A panel of ICC judges will now decide whether to accept or reject the prosecutor's application.
"NATO doubtless will appreciate the ICC investigation and indictment of top Libyan leaders, including Gadhafi," said David Scheffer, an ex-US ambassador-at-large for war crimes, who teaches international law at Northwestern University.
And Scheffer argued that the move might increase pressure on Gadhafi to think about finding refuge in a country that has not agreed to ICC jurisdiction.
Protests against Kadhafi's four-decade rule began on February 15 and Moreno-Ocampo said thousands of people had now been killed in the violence and around 750,000 people forced to flee.
British Foreign Secretary William Hague called on the international community to "fully support" the ICC.
"I welcome this announcement. The human rights situation in western Libya and the behaviour of the Kadhafi regime remains of grave concern," Hague said.
The rebels too hailed the move by the ICC but said that Kadhafi ought to be tried in Libya first.
"The National Transitional Council welcomes the decision of chief prosecutor of the International Criminal Court, Luis Moreno-Ocampo, to request an arrest warrant," the rebel administration's vice president, Abdel Hafez Ghoga, said.

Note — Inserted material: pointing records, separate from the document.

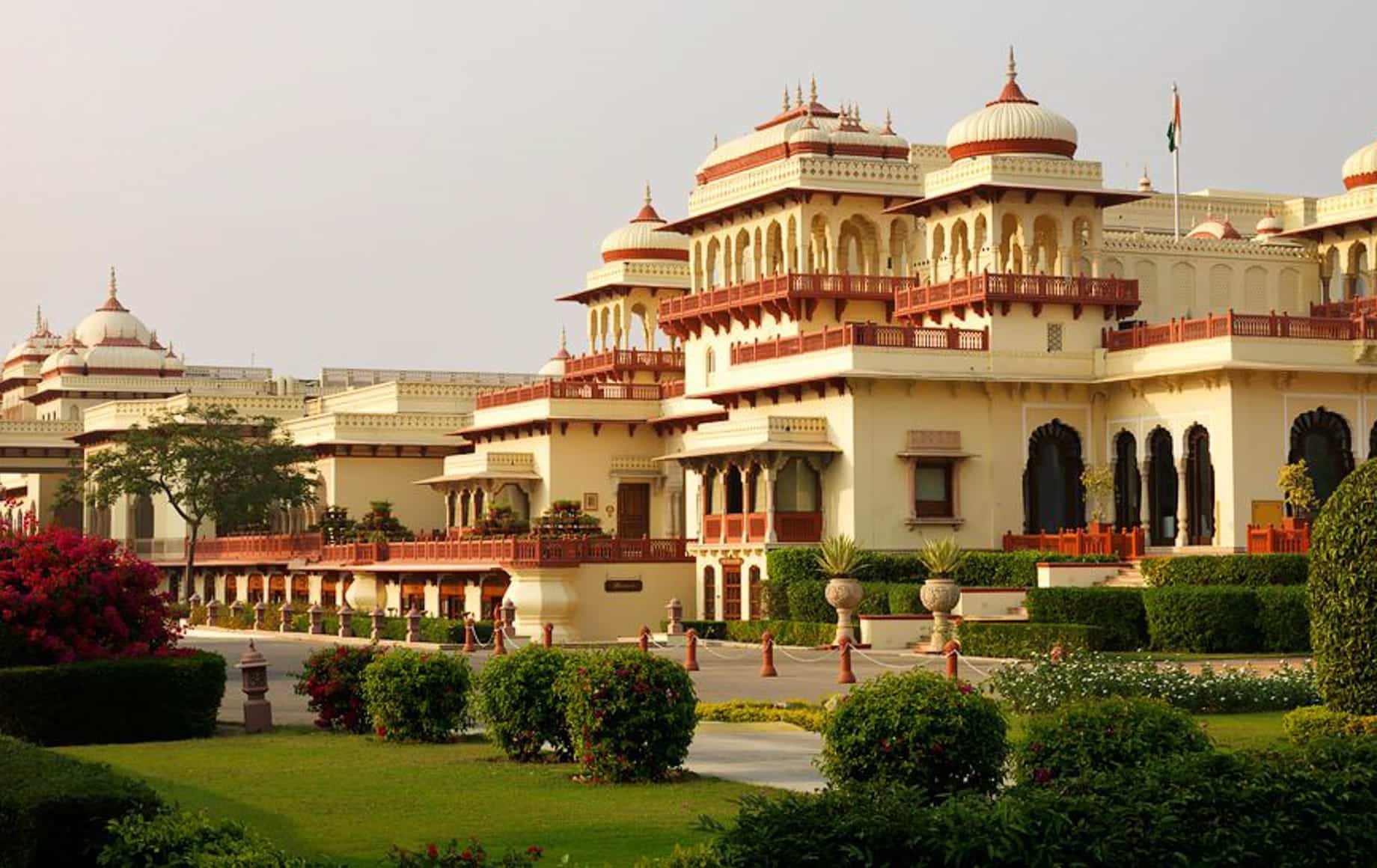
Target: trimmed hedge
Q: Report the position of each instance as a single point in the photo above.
(101, 702)
(1203, 619)
(1343, 593)
(54, 809)
(1226, 569)
(1025, 640)
(1119, 612)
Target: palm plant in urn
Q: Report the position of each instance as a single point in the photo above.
(941, 593)
(840, 560)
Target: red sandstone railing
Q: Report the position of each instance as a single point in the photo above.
(569, 391)
(1032, 288)
(613, 361)
(1121, 543)
(1241, 326)
(755, 527)
(783, 287)
(1350, 308)
(1278, 540)
(864, 335)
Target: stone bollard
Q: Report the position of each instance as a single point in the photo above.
(691, 651)
(844, 674)
(767, 656)
(675, 620)
(413, 625)
(953, 651)
(258, 712)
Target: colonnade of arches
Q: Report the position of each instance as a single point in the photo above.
(854, 244)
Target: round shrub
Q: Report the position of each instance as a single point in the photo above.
(631, 714)
(1103, 733)
(98, 702)
(416, 696)
(916, 729)
(518, 706)
(1343, 594)
(65, 597)
(334, 681)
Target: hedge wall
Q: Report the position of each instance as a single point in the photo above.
(54, 809)
(1237, 569)
(141, 699)
(1025, 640)
(1119, 612)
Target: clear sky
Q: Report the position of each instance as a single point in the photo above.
(409, 185)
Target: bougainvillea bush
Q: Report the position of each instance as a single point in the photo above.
(65, 597)
(334, 679)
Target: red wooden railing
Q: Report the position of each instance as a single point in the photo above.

"We would like him to be tried in Libya first before being put on trial in an international court," he added.
Italian Foreign Minister Franco Frattini said the days of Kadhafi's regime were "numbered" and that some Libyan officials were looking for a way for their leader to go into exile.
Russia said it would hold talks on Tuesday with envoys of the Libyan leader before having a separate meeting with rebel representatives at a later date.
"We have agreed Moscow meetings with representatives of both Tripoli and Benghazi," the ITAR-TASS news agency quoted Foreign Minister Sergei Lavrov as saying.
Russia has refused to accept the rebels as a legitimate power in Libya and still has formal ties with the Kadhafi regime.
On Sunday, Kadhafi's prime minister Baghdadi Mahmudi offered a truce to UN special envoy, Abdul-Ilah al-Khatib, in return for an immediate NATO ceasefire.
Mahmudi said after meeting Khatib that Libya wants "an immediate ceasefire to coincide with a stop to the NATO bombardment and the acceptance of international observers," the official Libyan news agency JANA reported.
Britain's chief of the defence staff, General David Richards, told the Sunday Telegraph newspaper that more military action was needed against the Libyan strongman.
"The vice is closing on Kadhafi, but we need to increase the pressure further through more intense military action," he said.
On Monday, NATO carried out strikes at a radar station in an outlying suburb of Tripoli, while JANA quoted a military source as saying that "civilian and military sites" had been targeted in Tajura east of the capital causing "human and material losses."
Three loud explosions shook the Bab al-Aziziya neighbourhood of Tripoli on Monday night, the area where Libyan strongman Moamer Kadhafi lives, an AFP correspondent reported.
The blasts rattled a hotel near the city centre where the foreign press in Tripoli is housed and were heard at 8:00 pm (1800 GMT).
NATO warships thwarted a bid by Moamer Kadhafi's forces to use small boats loaded with improvised explosive devices to threaten aid ships heading to the port city of Misrata, the alliance said.
It was the third time in nearly three weeks that NATO encountered Kadhafi forces off the coast, after catching them laying sea mines in Misrata's harbour on April 29 and beating back a boat attack on the port last week, NATO said.
A NATO bomb disposal team discovered around one tonne of explosives and two human mannequins inside a boat abandoned by the loyalist force. The explosives were destroyed by an allied warship using small arms fire.
"This is the first evidence of an attempt to use an improvised explosive device with decoy human mannequins to threaten commercial shipping and humanitarian aid in the area of Misrata," NATO said in a statement.